Sports facility at Goa University, Goa, India

Dr Shyama Prasad Mukherjee Indoor Stadium is an indoor stadium located on the campus of Goa University at Taleigao, Goa, India.

The stadium was constructed for the 2014 Lusophony Games for events of volleyball and basketball. The stadium is named after Dr Shyama Prasad Mukherjee former Indian politician and the founder of Bhartiya Jana Sangh.

The stadium has a seating capacity of 4000 and was inaugurated by Governor of Goa Bharat Vir Wanchoo in 2014.

It cost ₹82 crore and was built in 11 months which is a record for the construction of an indoor stadium of international standard.
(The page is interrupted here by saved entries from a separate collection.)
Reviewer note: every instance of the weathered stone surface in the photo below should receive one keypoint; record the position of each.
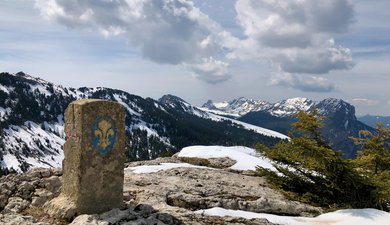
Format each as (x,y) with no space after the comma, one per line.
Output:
(144,214)
(17,219)
(181,190)
(94,157)
(16,205)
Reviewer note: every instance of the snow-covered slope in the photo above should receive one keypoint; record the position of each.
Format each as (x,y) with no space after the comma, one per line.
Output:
(31,123)
(236,107)
(340,121)
(181,105)
(241,106)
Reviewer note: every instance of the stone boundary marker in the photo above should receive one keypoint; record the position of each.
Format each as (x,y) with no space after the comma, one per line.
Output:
(92,180)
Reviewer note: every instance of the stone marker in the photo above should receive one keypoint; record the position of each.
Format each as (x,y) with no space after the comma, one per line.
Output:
(92,180)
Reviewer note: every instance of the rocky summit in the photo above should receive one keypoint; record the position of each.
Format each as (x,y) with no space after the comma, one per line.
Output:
(169,196)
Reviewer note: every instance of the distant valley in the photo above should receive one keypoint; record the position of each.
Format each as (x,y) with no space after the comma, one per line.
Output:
(31,116)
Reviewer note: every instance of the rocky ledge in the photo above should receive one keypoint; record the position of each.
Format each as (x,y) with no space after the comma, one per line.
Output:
(172,196)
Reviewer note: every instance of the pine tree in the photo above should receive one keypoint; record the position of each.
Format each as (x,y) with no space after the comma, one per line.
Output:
(309,170)
(373,160)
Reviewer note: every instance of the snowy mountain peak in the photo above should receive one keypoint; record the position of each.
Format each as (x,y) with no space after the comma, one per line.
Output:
(236,107)
(291,106)
(23,75)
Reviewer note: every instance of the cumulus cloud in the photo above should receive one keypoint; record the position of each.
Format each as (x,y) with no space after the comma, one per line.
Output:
(302,82)
(167,31)
(365,102)
(297,36)
(211,70)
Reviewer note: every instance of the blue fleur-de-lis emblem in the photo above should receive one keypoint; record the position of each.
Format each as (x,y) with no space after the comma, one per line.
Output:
(103,134)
With a 131-metre sheet, the stadium is Asia's first stadium which has the longest single-sheet roof.

Facilities includes air conditioning, player change rooms and lounge, dope control and medical rooms, media centre, state-of-the-art-acoustics and parking facilities and maple wood flooring at playing field. The stadium can also be used for many non sporting events and it can accommodate any indoor sporting event played at the Olympics. Facilities include HD compliant arena lighting, Broadcast room, TV Studio, Player Dressing rooms, Match Delegates area, Dope control rooms, Medical rooms for players and spectators, VIP Lounge, Media Tribune and Media working stations, Press Conference area, Mixed zone area, CCTV camera and parking facilities.